Decentralised Finance (DeFi), pioneered by Nakamoto’s Bitcoin, has been seen by many as the answer to all the financial problems that the world has. The idea is that the power is taken from the government and corporate behemoths and returned to the hands of the money owners themselves. The problem that this solves is the lack of freedom that comes from having your money in banks, regulated and monitored by the government.
While this idealistic notion is noble, there are concerns that it raises, especially with how the industry has developed over the years. As is the case with everything that connects humans with finances, there have been myriad scams and loss of lifetime savings. Like I mentioned, this isn’t a novel happening, but the distinct and defining difference between TradFi and DeFi is that the users are protected in the former, but the same removal of governmental/corporate responsibility that empowers users in DeFi is exactly what leaves them exposed and subject to the consequences of their unwise decisions or the activity of malicious actors.
DeFi refers to programs and applications built on a decentralised blockchain platform that support financial services. It includes a spectrum of applications and services including staking and rewards services, lending services, decentralised crypto exchanges, insurance, etc.DeFi uses blockchain technology to remove the need for intermediaries. Smart contracts, self-executing agreements coded into the blockchain, automate these activities.
As DeFi grows and attracts more investors, the need for clear regulations cannot be overemphasized. While there are many benefits to this new space, it also raises concerns about user protection, anti-money laundering, and other existing financial regulations. A clear legal framework will help DeFi succeed by building trust and curtailing illegal activities.
In this article, we will examine the legal challenges in DeFi, including consumer protection, anti-money laundering, and know-your-customer (KYC). We aim to understand the current legal situation for DeFi and how it affects users, developers, and regulators.
Different countries have different laws for DeFi. For example, the United States has agencies like the Securities and Exchange Commission (SEC), the Financial Crimes Enforcement Network (FinCEN) and the Commodity Futures Trading Commission (CFTC) overseeing DeFi. The SEC has taken an active stance on DeFi, asserting its jurisdiction over certain tokens as securities. The Howey Test is often used to determine whether a digital asset/token qualifies as a security. If they qualify, DeFi platforms offering such tokens may be subject to registration, disclosure, and investor protection requirements.
The CFTC has also shown interest in DeFi, particularly as relates to derivatives and commodities-based tokens. Platforms offering these products may fall under the CFTC's regulatory purview, requiring compliance with the Commodity Exchange Act (CEA).
Lastly, FinCEN is responsible for overseeing CFT and AML regulations. As with traditional financial institutions, DeFi platforms may be subject to AML/CFT regulations enforced by FinCEN. This includes implementing CFT/KYC procedures and reporting suspicious activities.

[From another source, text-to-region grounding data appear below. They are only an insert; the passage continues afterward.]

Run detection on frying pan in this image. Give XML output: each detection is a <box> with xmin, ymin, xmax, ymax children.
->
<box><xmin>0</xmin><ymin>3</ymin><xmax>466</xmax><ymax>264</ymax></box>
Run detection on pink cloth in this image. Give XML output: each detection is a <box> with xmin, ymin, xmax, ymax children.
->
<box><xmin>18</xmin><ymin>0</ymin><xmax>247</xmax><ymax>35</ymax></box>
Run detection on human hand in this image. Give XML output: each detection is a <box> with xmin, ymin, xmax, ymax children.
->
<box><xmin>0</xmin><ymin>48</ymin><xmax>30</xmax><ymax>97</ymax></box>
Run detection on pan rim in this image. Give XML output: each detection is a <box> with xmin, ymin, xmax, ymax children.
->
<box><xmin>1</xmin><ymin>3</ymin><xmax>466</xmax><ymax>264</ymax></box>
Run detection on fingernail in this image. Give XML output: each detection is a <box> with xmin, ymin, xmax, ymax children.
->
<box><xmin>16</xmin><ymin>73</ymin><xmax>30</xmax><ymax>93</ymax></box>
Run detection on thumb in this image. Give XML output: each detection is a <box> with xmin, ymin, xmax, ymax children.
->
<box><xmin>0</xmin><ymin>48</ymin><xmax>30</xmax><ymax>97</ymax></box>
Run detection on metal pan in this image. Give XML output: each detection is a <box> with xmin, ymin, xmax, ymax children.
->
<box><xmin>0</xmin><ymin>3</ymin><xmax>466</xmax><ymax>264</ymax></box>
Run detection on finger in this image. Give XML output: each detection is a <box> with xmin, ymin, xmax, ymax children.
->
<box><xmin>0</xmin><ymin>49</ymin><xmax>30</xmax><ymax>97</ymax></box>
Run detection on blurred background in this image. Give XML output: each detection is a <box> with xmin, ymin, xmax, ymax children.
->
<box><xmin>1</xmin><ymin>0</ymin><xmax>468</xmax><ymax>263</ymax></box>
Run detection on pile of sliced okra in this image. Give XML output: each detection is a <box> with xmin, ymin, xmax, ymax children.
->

The European Union has similar agencies. They are the European Securities and Markets Authority (ESMA) and the European Banking Authority (EBA). ESMA is responsible for overseeing the securities markets within the EU. DeFi platforms operating within the EU may be subject to existing regulations, such as the Markets in Financial Instruments Directive (MiFID II) and the Prospectus Regulation, depending on the nature of their services.
The EBA, on the other hand, focuses on banking and payment services. While its direct involvement in DeFi is limited, it has issued guidelines and recommendations about the risks associated with crypto-assets, including those used in DeFi.
In Asia, countries like China, Japan, and South Korea have their own DeFi rules. In China, crypto trading and ICOs are banned. Any DeFi activities within the country are subject to severe restrictions. Japan, on the other hand, has a relatively progressive stance on cryptocurrencies and has established a regulatory framework for crypto asset exchanges. While specific DeFi regulations are still developing, the authorities are closely monitoring the sector. South Korea has also taken steps to regulate cryptocurrencies and is actively considering regulatory measures for DeFi. The Financial Services Commission is the primary regulator in this area.
DeFi works across borders, making it difficult to decide which country's laws apply. This makes it challenging for regulators to enforce rules and protect users. Asides from this, DeFi also presents several fundamental legal challenges:
DeFi is changing really fast, and so laws need to adapt. We might see new rules, stricter enforcement, and more cooperation between countries. With all the regulation, it is pertinent to maintain a main goal - supporting innovation whilst mitigating risk.
DeFi is a new and exciting area of finance, but it needs clear regulation to grow and succeed without further harming users. By working together, regulators, industry experts, and users can create a legal environment that protects everyone and supports DeFi's potential.